Embeddings from PyOBO

I think using an OpenAI model is a bit overkill for two reasons. First, there are smaller, non-large language models like BERT that can get the same job done. Second, they’re free to download and can be run on commodity hardware, versus needing to pay OpenAI for access to their embeddings. Specifically, I’ve been looking at SBERT (Sentence-BERT), which is a variant of the BERT architecture that works better on sentences and can be easily used via the sentence-transformers Python package.

I’ve developed the pyobo package, which gives unified access to ontologies and databases that are ontology-like. It has functionality for getting the labels, synonyms, and descriptions for terms in both.

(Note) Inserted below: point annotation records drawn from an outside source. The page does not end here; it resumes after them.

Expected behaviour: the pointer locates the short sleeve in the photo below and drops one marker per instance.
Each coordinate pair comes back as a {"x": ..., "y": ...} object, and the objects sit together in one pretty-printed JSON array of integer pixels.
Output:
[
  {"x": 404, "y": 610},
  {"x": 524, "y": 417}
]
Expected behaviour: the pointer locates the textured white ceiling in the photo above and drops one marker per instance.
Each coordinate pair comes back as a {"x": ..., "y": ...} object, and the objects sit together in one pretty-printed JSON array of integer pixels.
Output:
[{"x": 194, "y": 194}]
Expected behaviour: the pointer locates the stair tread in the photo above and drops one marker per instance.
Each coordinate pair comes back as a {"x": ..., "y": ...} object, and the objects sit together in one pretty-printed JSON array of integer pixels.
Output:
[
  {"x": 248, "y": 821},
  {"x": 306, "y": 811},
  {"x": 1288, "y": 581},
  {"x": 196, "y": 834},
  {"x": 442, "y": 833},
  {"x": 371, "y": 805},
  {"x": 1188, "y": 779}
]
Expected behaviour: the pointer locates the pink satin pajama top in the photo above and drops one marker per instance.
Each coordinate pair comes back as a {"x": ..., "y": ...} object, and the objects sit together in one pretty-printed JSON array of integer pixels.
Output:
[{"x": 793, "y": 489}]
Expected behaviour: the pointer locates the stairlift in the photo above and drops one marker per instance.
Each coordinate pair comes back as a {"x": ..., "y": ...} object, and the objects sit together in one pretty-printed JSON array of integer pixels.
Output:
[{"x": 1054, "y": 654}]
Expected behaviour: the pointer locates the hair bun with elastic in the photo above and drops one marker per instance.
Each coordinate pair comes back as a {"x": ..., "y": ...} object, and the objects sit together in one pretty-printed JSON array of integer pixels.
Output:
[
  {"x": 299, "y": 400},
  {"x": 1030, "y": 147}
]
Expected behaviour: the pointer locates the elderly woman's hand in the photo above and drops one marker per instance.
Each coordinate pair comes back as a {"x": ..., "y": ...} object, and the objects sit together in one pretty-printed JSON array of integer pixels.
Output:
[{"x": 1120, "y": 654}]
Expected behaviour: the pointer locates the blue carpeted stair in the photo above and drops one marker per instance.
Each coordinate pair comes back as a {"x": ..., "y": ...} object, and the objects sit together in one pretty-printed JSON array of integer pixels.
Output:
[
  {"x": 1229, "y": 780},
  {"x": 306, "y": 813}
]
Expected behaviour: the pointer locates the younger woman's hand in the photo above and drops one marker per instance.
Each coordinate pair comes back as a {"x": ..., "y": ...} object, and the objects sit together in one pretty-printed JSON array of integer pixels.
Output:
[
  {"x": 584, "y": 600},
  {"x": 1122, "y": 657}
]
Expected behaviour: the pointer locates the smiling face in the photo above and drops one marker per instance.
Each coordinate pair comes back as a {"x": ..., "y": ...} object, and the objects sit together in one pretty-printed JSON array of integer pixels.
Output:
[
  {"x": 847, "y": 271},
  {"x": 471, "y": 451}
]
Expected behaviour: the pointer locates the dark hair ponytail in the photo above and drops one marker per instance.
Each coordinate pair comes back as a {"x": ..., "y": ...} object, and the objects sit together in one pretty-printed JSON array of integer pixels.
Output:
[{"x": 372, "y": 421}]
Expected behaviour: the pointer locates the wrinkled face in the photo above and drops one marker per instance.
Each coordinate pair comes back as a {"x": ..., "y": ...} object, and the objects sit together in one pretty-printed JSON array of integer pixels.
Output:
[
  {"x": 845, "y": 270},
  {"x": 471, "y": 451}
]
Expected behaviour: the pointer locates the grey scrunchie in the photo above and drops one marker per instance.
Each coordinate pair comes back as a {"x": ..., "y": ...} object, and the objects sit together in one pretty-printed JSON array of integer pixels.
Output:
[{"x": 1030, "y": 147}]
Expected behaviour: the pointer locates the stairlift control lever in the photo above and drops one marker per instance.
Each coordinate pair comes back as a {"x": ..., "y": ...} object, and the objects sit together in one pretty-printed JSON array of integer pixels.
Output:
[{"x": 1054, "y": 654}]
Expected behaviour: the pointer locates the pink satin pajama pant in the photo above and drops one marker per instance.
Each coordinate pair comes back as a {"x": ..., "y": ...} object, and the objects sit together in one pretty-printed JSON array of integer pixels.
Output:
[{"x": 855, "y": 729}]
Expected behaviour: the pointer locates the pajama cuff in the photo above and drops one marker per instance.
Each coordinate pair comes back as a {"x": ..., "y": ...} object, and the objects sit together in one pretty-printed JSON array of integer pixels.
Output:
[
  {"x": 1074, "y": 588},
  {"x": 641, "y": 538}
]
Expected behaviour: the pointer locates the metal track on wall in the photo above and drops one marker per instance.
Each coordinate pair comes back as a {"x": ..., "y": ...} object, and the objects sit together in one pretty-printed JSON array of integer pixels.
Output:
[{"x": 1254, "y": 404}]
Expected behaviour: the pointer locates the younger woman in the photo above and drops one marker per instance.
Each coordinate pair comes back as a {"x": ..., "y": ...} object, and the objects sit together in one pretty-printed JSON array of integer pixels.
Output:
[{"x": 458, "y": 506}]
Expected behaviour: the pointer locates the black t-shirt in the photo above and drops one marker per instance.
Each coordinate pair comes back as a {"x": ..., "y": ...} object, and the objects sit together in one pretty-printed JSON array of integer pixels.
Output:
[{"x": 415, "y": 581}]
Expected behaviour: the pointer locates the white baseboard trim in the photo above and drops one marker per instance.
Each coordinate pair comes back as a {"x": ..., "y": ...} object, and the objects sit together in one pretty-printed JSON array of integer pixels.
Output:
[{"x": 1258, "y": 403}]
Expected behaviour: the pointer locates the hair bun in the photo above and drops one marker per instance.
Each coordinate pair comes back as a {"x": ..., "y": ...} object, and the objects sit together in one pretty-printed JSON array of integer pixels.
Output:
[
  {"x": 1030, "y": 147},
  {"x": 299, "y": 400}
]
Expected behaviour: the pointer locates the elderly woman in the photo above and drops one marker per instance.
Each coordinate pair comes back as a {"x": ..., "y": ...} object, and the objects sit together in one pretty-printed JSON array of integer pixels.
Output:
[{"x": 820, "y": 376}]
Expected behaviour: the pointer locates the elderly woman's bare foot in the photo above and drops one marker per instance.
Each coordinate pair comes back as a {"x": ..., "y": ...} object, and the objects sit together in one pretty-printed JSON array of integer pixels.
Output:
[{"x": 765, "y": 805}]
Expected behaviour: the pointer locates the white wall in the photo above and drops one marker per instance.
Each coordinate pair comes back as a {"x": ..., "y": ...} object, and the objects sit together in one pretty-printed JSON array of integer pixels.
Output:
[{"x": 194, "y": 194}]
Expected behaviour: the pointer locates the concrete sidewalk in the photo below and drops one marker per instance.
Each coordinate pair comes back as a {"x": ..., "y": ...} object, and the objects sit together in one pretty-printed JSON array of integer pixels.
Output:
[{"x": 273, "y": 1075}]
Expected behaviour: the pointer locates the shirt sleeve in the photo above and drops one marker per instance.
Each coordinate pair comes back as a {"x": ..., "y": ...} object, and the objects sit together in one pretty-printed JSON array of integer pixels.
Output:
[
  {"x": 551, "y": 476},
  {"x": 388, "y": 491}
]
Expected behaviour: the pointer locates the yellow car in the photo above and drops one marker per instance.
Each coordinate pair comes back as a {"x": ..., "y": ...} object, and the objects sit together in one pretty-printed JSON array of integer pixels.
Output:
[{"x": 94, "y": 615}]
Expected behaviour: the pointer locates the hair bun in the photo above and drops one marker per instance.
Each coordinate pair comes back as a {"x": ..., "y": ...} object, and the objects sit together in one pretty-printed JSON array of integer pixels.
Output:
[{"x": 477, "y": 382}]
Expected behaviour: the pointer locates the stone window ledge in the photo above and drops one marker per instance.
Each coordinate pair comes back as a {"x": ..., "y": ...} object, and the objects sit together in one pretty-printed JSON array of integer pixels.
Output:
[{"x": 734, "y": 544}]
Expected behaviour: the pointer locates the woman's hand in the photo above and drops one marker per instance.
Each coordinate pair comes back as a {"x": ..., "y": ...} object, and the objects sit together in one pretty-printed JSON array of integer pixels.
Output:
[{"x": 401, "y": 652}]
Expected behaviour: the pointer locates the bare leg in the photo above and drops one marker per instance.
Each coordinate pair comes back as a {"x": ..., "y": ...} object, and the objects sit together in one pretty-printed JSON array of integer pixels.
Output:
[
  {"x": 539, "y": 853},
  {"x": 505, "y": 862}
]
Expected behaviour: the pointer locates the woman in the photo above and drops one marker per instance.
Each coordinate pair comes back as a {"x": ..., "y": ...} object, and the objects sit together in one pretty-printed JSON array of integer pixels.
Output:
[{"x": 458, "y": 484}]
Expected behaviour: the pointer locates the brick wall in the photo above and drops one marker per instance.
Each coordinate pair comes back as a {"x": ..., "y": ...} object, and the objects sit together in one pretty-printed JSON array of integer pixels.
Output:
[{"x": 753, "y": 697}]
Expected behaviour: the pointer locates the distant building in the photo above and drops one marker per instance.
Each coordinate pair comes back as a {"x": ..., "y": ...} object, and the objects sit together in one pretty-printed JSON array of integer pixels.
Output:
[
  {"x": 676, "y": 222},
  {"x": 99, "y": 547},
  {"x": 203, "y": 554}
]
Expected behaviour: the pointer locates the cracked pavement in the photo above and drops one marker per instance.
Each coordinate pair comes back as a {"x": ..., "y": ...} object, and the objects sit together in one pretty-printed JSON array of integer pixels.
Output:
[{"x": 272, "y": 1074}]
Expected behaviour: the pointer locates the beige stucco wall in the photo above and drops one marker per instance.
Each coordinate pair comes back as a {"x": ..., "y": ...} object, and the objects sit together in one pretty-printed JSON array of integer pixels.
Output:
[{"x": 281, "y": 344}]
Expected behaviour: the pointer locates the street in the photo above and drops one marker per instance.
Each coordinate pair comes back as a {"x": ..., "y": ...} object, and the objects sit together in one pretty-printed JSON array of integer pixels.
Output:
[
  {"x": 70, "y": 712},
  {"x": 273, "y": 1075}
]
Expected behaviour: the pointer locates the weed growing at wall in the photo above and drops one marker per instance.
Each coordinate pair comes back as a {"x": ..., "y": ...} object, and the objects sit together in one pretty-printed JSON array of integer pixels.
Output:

It wasn’t difficult to re-implement the same functionality as the OLS in PyOBO such that it can be run locally on a larger variety of resources. Here’s the same lookup for text embedding and similarity:

import pyobo

>>> pyobo.get_text_embedding("OBI:0003699")
[-5.68335280e-02  7.96175096e-03 -3.36112119e-02  2.34440481e-03 ... ]

>>> pyobo.get_text_embedding_similarity("OBI:0003699", "NCIT:C71104")
0.24702128767967224

This could be improved with the ability to do batch lookup, which is probably the way people would want to use this functionality. Even better, because of how ML is implemented on GPUs and related hardware, batching effectively comes for free, only limited by memory contraints.

Text embeddings aren’t the end of the story - I’ve been working for several years on applications fo graph machine learning in biomedical applications. A lot of the good methodological and software engineering ideas I’ve had/encountered have gone into the PyKEEN Python software package. One of those ideas that jointly leverages text and knowledge graph embeddings is NodePiece, the work of PyKEEN core developer Michael Galkin. A guide on using it with PyKEEN is here, but there’s a lot more research to present on this than fits in the postscript of a blog post or a software tutorial. Along with the last few years of my work on data integration, I haven’t yet published my magnum opus on biomedical knowledge graph construction and applications with graph machine learning.